Student’s t-test and knowing how much you don’t know

A friend — who is, incidentally, a lot better than me at the whole blogging thing — recently asked me about the t-distribution and what it’s used for. I ended up writing a fairly lengthy email in response and thought I might as well share it with the rest of the Internet.

Imagine the following setting: we have a sample X_1,\dots,X_n of independent normally distributed variables, all with mean \mu and variance \sigma^2. Suppose \sigma^2 is known and we want to test whether some value \hat{\mu} is a feasible guess for \mu.

H0: \mu = \hat{\mu}

H1: \mu \neq \hat{\mu}

The way we would typically go about this is by calculating the sample mean \bar{X} = \frac{1}{n}\sum X_i and saying that under H0 it follows a N(\hat{\mu}, \sigma^2/n) distribution. This means that under H0 the test statistic

Z=\frac{\bar{X} - \hat{\mu}}{\sqrt{\sigma^2/n}}

follows a standard normal distribution and we can proceed with calculating the p-value of this test. Easy!

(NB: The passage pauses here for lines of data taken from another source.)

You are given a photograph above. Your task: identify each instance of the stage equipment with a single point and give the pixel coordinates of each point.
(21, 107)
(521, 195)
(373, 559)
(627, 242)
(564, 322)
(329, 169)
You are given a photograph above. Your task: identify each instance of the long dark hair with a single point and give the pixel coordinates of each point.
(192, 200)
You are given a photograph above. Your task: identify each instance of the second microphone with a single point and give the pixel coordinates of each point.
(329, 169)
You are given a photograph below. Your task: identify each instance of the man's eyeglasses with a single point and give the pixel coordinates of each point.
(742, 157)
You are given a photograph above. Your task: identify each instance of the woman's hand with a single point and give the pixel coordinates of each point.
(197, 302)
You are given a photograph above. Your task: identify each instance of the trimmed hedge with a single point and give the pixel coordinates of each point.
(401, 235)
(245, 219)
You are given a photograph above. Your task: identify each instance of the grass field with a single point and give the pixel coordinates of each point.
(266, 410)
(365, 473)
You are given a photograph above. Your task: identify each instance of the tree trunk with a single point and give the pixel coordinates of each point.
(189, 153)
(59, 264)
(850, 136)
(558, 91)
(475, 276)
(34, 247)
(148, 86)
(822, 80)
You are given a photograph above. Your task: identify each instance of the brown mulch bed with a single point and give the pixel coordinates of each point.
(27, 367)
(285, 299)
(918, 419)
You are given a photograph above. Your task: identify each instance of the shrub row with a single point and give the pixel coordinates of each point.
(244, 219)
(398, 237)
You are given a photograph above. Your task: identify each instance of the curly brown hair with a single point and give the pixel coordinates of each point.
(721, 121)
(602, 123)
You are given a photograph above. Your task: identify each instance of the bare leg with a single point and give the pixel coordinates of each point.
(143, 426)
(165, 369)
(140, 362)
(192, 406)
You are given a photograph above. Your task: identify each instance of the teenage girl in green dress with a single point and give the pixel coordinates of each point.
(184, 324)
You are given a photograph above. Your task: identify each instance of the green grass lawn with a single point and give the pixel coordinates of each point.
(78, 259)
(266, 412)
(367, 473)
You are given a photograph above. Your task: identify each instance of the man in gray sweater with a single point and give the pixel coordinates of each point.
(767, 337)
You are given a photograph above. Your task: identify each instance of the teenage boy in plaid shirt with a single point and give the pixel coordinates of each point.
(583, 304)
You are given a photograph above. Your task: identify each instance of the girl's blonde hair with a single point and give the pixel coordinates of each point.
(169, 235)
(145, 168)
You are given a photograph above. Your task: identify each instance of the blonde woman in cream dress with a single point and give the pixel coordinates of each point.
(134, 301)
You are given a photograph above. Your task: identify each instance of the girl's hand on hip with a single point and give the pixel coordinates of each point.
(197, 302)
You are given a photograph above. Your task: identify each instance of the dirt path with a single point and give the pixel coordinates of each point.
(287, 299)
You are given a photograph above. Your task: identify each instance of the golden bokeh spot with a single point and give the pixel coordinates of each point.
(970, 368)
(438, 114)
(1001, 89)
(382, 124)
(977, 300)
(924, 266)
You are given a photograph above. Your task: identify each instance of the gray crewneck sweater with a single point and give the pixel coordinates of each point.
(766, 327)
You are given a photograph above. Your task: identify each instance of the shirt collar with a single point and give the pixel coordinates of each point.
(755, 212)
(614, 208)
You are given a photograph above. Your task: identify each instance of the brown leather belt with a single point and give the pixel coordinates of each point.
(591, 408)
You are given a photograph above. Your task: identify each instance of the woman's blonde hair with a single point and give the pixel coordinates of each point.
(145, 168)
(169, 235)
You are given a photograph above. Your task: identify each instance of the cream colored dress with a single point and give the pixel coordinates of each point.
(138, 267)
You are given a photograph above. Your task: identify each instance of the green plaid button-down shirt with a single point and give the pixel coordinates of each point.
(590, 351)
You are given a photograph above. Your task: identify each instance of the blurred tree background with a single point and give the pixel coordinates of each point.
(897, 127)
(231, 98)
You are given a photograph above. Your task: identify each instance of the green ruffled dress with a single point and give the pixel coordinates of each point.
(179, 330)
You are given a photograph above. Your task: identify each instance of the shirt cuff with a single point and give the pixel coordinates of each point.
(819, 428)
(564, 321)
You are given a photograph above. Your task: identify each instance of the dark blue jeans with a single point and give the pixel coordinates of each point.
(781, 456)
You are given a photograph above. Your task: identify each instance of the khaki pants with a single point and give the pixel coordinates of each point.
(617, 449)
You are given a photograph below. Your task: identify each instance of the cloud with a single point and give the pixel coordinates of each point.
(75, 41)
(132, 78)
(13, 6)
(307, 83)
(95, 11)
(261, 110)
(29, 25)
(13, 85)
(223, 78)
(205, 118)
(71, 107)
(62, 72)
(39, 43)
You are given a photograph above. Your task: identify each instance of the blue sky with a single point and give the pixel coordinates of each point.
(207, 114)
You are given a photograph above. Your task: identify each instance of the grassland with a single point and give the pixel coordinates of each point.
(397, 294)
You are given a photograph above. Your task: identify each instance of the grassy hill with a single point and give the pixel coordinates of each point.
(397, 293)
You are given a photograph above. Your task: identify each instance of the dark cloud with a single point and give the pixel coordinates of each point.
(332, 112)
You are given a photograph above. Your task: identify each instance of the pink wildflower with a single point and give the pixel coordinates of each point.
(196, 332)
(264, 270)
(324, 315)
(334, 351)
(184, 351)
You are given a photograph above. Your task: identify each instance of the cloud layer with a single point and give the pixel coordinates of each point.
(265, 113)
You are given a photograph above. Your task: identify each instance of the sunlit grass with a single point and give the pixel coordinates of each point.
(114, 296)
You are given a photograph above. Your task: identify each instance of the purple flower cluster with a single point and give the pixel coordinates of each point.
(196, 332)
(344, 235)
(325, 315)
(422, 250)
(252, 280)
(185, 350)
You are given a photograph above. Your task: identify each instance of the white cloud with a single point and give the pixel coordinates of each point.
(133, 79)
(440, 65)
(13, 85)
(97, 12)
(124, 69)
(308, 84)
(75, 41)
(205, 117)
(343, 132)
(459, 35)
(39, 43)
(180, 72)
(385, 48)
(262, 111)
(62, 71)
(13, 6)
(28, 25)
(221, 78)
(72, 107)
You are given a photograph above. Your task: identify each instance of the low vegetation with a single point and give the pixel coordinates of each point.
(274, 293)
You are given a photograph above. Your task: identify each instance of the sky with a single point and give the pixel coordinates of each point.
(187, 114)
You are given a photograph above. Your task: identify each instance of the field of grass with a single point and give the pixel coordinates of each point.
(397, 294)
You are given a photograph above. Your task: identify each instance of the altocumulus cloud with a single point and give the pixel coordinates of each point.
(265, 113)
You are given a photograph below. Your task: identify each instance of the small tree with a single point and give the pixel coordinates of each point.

What happens if we don’t know \sigma^2? It is tempting to use the (unbiased) sample variance

S^2 = \frac{1}{n-1}\sum (X_i - \bar{X})^2

to estimate \sigma^2 and substitute in the Z statistic above.

T=\frac{\bar{X} - \hat{\mu}}{\sqrt{S^2/{n}}}

Assuming T \approx N(0,1) we can compute an approximate p-value that should be fine… right?

Let’s forget about the algebra of it for a second. In the first case, we had some uncertainty about the mean and no uncertainty whatsoever about the variance. What the hypothesis test does is it checks whether the uncertainty that we have is enough to explain the difference between \bar{X} and \hat{\mu}. Not knowing the variance gives us some extra uncertainty on top of what we had before. The more uncertain we are of what we know, the more tolerant we should be to reality not matching our expectations.

Intuitively at least, the approximate p-value above is going to be somewhat conservative, since we’re not accounting for the variability of the sample variance. However, we still expect T to behave more or less like a standard normal — especially if our sample size is large, in which case we’re very confident about our estimate for \sigma^2. We can make several guesses about the density of T based on this idea alone:

  • it looks more or less like a standard normal (i.e. like a bell curve)

  • it has wider tails

  • it’s not fixed, but depends on n: the more data we have, the better our normal approximation

I do love informal approaches, but the academic community doesn’t necessarily share my enthusiasm. In any case we can all agree that knowing the exact p-value is preferable to making an approximation. This is where the t-distribution kicks in.

Definition. Let Z \sim N(0,1) and V \sim \chi^2_k be two independent random variables. The t-distribution with k degrees of freedom is defined to be the distribution of \frac{Z}{\sqrt{V/k}}.

While you can write the density function explicitly, it’s the form above that is the useful one. I won’t go through the algebra of it, but using it you can check that T \sim t_{n-1}. This means we can compute exact p-values for the hypothesis test (or rather we can let R compute them for us). This is what Student’s t-test amounts to!

Now for the really cool part. We can plot the standard normal and several t-distributions with varying degrees of freedom. Here’s what happens:


Our intuition was pretty spot on!